Making light of abortion just doesn’t work. There’s no getting around the heaviness and cruelty of it.
You cannot celebrate the pro-choice cause without celebrating the harm of another. In a culture where “don’t harm others” is the lowest common denominator of moral imperatives, abortion advocates cannot even clear that low moral bar. Abortion advocates cannot even appeal to the base principle of various progressive sexual ethics—that anything is permissible as long as it is consensual and does no harm. Abortion by nature inflicts harm by one party on another, without their consent.
Even a liberal, pro-abortion feminist like Camille Paglia has admitted that the pro-life movement “has the moral high ground” over the pro-choice cause.
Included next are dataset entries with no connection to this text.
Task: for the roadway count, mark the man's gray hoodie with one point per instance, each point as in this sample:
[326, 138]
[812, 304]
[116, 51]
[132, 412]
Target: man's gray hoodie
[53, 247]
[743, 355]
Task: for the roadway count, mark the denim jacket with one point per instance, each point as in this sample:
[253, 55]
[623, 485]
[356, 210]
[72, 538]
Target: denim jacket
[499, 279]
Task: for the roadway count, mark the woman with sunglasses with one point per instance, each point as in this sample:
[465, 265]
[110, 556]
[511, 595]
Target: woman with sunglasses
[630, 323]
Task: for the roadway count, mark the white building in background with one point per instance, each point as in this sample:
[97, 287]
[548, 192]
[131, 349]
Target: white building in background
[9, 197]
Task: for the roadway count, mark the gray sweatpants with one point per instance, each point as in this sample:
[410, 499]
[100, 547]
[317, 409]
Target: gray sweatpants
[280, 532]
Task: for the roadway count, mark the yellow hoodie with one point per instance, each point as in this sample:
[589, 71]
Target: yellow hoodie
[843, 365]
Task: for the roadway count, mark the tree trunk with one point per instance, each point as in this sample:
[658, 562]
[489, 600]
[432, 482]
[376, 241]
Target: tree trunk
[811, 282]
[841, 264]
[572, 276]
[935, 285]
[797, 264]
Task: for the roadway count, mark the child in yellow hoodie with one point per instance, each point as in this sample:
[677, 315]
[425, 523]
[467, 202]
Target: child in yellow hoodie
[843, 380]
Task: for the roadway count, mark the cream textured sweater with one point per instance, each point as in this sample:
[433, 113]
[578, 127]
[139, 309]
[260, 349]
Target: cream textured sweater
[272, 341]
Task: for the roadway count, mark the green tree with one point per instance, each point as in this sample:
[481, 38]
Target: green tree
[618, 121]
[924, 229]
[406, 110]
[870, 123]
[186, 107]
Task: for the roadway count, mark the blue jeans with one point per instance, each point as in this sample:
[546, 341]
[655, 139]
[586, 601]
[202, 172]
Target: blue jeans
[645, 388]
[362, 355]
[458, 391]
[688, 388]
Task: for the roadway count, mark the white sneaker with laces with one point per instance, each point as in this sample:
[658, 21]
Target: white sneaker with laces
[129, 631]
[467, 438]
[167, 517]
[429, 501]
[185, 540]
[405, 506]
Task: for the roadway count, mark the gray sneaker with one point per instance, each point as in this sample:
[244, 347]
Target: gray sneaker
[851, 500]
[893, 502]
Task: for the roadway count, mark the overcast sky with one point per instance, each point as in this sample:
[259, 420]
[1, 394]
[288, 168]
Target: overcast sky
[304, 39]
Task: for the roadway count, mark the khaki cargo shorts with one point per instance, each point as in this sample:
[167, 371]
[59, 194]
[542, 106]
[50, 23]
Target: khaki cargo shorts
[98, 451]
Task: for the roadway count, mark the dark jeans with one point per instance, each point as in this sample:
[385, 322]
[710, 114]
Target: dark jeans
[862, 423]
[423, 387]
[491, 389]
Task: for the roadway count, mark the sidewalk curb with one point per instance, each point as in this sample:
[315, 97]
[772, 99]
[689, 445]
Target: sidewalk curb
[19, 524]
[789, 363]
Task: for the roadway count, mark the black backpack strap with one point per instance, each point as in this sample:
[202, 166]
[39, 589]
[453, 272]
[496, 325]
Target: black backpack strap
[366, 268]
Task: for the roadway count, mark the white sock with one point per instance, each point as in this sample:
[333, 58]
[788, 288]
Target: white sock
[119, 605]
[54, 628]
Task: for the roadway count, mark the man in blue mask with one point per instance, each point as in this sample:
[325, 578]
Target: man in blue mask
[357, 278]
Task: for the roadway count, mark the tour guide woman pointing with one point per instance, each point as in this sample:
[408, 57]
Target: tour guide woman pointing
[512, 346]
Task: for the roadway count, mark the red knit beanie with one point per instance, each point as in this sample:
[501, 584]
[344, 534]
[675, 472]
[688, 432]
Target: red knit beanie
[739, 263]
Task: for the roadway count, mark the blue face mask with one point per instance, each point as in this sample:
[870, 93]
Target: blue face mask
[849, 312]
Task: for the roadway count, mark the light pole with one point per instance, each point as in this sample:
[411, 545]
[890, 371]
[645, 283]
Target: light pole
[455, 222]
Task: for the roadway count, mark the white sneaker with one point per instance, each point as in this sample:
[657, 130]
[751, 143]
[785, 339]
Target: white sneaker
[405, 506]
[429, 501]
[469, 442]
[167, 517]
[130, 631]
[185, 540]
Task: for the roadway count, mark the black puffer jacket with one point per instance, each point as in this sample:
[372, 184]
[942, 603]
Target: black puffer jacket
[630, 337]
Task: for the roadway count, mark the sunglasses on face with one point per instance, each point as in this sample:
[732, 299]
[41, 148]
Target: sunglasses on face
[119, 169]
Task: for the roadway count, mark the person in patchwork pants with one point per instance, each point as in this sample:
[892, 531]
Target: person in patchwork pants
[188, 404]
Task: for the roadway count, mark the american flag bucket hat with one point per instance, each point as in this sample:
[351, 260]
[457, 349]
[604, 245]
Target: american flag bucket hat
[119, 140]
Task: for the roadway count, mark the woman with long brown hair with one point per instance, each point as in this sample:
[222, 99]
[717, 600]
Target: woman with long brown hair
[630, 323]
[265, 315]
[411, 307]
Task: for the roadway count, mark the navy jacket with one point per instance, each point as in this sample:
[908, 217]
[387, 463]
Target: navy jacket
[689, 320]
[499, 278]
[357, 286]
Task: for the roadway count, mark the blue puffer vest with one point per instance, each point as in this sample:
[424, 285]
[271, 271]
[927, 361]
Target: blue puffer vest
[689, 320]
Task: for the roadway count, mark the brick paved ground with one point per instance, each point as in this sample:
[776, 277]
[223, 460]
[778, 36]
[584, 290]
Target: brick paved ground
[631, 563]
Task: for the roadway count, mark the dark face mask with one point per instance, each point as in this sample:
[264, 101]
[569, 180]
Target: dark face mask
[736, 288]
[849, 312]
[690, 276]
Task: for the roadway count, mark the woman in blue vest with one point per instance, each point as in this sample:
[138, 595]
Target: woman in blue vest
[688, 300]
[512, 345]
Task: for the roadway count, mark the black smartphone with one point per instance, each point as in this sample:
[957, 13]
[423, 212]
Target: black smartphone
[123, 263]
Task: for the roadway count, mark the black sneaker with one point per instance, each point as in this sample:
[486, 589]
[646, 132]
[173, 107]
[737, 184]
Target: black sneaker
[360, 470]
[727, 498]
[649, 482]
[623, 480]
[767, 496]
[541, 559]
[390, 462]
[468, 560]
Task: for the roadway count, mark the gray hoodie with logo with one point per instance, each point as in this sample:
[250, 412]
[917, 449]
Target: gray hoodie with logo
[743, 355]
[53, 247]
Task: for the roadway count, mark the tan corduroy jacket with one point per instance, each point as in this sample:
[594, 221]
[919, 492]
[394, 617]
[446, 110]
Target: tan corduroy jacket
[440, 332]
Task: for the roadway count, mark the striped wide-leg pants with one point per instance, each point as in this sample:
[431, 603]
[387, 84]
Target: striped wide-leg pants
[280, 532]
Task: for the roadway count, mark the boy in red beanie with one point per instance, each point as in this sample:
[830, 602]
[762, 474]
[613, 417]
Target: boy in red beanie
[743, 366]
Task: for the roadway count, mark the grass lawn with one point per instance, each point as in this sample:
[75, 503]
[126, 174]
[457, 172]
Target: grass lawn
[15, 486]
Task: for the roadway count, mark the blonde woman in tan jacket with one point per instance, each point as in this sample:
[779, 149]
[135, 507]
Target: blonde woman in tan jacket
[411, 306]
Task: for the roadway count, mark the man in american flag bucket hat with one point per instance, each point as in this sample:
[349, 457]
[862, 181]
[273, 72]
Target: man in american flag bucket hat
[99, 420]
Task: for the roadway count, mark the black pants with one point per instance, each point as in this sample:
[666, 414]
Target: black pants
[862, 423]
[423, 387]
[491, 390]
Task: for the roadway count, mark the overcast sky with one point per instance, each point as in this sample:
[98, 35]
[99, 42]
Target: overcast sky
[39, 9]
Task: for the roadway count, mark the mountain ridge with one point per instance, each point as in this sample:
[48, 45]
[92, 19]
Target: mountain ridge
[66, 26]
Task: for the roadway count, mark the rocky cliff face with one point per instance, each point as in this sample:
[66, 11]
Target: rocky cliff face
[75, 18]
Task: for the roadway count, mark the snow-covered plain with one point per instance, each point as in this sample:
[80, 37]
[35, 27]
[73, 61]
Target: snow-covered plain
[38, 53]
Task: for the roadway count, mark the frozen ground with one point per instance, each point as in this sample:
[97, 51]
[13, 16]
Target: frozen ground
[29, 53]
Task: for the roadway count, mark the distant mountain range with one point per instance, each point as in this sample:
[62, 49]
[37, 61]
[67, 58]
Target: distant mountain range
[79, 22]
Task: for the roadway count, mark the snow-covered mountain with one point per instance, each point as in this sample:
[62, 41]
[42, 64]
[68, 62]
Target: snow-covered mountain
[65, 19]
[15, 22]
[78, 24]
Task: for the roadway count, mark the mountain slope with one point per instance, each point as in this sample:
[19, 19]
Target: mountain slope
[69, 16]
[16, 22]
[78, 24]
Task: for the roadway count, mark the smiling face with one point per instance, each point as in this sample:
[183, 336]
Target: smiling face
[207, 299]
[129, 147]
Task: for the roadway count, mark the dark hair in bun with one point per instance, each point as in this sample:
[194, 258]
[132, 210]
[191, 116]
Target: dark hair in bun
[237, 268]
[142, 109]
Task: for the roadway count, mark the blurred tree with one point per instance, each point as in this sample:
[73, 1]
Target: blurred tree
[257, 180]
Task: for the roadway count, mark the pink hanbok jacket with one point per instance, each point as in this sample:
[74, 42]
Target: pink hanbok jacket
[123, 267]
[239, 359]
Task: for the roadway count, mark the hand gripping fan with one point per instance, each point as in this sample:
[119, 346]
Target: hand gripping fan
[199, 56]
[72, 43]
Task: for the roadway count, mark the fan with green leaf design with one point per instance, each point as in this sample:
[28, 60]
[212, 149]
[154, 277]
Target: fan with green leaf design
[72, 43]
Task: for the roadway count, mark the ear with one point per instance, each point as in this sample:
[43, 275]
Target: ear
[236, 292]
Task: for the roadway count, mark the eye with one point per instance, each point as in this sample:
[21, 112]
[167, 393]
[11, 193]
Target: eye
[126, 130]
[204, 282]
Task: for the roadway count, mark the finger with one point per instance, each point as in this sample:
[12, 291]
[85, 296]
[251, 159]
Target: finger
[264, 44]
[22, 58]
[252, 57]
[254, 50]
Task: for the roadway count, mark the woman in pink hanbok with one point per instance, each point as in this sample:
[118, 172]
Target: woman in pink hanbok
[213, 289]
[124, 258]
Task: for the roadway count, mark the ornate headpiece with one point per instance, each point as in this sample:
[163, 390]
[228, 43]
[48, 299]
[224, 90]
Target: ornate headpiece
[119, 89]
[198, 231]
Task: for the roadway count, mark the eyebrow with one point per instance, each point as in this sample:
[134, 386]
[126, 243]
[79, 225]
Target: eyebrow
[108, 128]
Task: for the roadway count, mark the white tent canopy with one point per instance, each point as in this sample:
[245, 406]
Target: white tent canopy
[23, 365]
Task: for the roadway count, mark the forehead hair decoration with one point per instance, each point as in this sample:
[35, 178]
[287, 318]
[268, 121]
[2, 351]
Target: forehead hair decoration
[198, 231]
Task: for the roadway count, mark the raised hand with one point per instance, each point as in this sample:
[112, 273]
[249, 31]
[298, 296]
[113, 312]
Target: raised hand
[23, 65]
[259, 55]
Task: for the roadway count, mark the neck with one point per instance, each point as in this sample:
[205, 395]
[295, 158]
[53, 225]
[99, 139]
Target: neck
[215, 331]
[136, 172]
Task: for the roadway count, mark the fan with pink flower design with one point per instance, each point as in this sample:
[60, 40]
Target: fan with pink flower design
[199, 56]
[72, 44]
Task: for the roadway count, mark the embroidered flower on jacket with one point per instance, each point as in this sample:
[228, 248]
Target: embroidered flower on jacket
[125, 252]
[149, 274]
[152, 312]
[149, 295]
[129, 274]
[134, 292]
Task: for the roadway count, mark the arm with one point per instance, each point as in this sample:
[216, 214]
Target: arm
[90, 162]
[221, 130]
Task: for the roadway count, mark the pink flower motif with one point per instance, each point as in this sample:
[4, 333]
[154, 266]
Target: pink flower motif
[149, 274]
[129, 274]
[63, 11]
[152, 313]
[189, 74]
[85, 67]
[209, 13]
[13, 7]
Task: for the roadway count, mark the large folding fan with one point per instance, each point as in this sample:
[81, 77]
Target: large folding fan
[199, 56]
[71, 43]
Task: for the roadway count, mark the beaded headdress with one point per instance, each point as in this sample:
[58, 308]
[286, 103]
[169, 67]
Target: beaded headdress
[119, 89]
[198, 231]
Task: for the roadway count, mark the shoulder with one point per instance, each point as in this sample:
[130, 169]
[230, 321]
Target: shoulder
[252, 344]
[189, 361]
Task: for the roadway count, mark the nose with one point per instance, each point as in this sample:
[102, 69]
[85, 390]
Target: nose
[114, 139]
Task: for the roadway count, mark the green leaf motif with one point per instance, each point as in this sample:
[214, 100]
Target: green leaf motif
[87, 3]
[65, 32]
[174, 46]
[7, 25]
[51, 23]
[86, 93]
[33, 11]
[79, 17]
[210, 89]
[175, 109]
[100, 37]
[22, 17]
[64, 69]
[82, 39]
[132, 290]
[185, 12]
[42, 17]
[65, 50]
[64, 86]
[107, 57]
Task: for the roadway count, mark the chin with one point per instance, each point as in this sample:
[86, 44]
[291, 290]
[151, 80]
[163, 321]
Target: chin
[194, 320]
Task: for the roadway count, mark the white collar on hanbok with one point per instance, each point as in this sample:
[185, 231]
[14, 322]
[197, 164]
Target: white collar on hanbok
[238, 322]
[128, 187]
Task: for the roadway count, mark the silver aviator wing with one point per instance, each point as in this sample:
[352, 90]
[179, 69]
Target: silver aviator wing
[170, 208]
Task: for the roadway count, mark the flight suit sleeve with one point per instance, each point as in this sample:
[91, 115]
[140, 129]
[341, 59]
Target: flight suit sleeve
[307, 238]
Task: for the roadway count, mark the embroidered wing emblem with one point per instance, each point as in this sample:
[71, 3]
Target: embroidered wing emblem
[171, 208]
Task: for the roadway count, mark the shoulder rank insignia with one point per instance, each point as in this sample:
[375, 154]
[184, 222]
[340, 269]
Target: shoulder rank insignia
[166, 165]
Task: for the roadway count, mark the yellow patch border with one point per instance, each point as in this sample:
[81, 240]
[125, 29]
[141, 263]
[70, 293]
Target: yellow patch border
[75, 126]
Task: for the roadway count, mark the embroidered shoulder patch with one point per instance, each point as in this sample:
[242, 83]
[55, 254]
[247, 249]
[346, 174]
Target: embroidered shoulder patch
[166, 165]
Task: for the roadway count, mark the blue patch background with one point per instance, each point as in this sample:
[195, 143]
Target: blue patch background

Writing for Salon, Paglia said, “Although I am an atheist who worships only great nature, I recognize the superior moral beauty of religious doctrine that defends the sanctity of life.”
Nothing to See Here!
In the same article, Paglia describes the “abundant contradictions” of a liberal feminism that opposes capital punishment and fights to protect endangered species like the sage grouse or spotted owl, and yet supports the killing of unborn children.
“The violence intrinsic to abortion cannot be wished away by magical thinking,” she writes.
Indeed. The intrinsic, fundamental nature of violence in the abortive act is a big reason why pro-choice films are so rare. There is no way to depict abortion on screen, or even suggest it as something that happened offscreen, without reminding audiences of the ugly, “doing harm to another” violence of the practice. That’s why attempts at “feel good” abortion movies are so outrageous. No matter how you try to spin an abortion, there is no getting around its moral ugliness.
There is no way to depict or even suggest abortion on screen without reminding audiences of the ugly, ‘doing harm to another’ violence of the practice.
This is why the pro-choice movement’s main tactics involve diverting attention away from abortion itself. They want us to focus on the mother exclusively (her rights, her body, her health, her “I feel very powerful!” autonomy), but not the baby (his or her rights, his or her body, his or her health, his or her lack of power). They call supporters to fight the patriarchy and defend against a supposed “war on women,” but there is little mention of the actual thing being defended (killing babies by sucking them out of their mother’s womb). The rhetoric itself shifts away from the truth of abortion in a “nothing to see here!” sort of way: It’s “pro-choice” (a term Paglia calls “a cowardly euphemism”) instead of “pro-abortion.” It’s about planning a better future for the parents (“Planned Parenthood”) rather than removing the future, and all its possibility, from an innocent living human.
If abortion were a morally neutral thing, there would be no need to divert attention away from it. There would be no need to swap “pro-choice” for “pro-abortion.” There would be no fear of vivid, visual depictions of what abortion is and does. There would be no curious lack of abortion in mainstream Hollywood films. But abortion is not morally neutral, and abortion-rights proponents know it. That’s why—aside from occasional indie films and fringe shows like Shrill—abortion will probably remain a rarity on screen. To shine any light on abortion—even the softest and most rosy-colored light—is to remind people of its inherent moral ugliness and draw attention to its unavoidably disturbing reality. And that’s the last thing abortion defenders want.